Guido Buchwald hat in seiner Karriere vieles richtig gemacht. Von den ersten Schritten als Mittelstürmer (!) beim SV Wannweil über die Jugendmannschaften des TSV Pliezhausen und der Stuttgarter Kickers, bei denen er als 17-Jähriger seinen ersten „Vertrag“ unterzeichnet hat – sehr zum Ärger des zu kurz gekommenen Lokalrivalen VfB Stuttgart. „Da ging es um ein paar Mark Fahrgeld-Ersatz. Die, die mich zum VfB lotsen wollten, haben mir gesagt, dass ich erst 17 bin und die Unterschrift gar nicht gelte“, so Buchwald.

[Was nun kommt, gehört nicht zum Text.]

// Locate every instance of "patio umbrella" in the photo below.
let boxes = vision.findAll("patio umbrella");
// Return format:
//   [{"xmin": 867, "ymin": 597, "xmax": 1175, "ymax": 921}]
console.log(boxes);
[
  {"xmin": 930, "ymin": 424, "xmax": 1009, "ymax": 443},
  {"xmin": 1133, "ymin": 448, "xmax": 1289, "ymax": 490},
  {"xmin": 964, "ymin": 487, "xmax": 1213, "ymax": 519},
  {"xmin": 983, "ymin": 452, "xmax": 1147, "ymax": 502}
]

Er habe sich aber gebunden gefühlt und erst mal seinen „Vertrag“ erfüllt, bis es dann doch noch was wurde mit dem VfB. Um größere Summen ging es, als der FC Bayern München später anklopfte.

Eisern – am Vertragstisch und auf dem Platz

Dass Buchwald als gestandener Nationalspieler laut Vertrag wenn überhaupt, dann nur ins Ausland und das zu einer Mindestsumme von damals vier Millionen Mark wechseln durfte, hat den Bayern-Manager Uli Hoeneß nicht gestört. Er sei sich schon mit Inter Mailand einig, so der Jungmanager. Dorthin solle Buchwald wechseln und postwendend von den Bayern zurückgeliehen werden. „Da hätte ich mich daheim nicht mehr blicken lassen können“, begründet Buchwald rückblickend seinen Verzicht.

So eisern er am Vertragstisch seine Grundsätze verteidigt hat, so eisern hat er auf dem Platz das Tor verteidigt. Das Image des knallharten Verteidigers, das ihm anhaftet, entbehrt zumindest statistisch gesehen jeglicher Grundlage. Bei 76 Einsätze in der Nationalmannschaft, hat Buchwald doppelt so viele Tore geschossen wie Gelbe Karten kassiert. Das 4:2-Verhältnis erklärt der Innenverteidiger, der sich im Lauf seiner Karriere zudem vier Mal die Nase gebrochen, ganz einfach. „Ich habe immer versucht, fair zu spielen. So offen und ehrlich, wie ich auch meine Ziele im Leben abseits des Platzes verfolge“, so Buchwald.

Einen grätscht er an diesem Abend ab

Einen allerdings hat er an diesem Abend dann doch ordentlich abgegrätscht. Michael Reschke, der vor Monaten geschasste Sportvorstand des VfB Stuttgart, treibe zum Glück nicht mehr sein Unwesen in der VfB-Schaltzentrale auf dem Wasen, sagte er. Deutliche Worte, die zeigen, dass Guido Buchwald auch anders kann – nicht nur auf dem Spielfeld. Unvergessen, wie er im WM-Endspiel 1990 dem argentinischen Weltstar Diego Maradona den Zahn gezogen hat. Seitdem haftet ihm der Spitzname Diego so hartnäckig an, dass ihn sogar der ehemalige Finanzminister Wolfgang Schäuble damit angesprochen hat.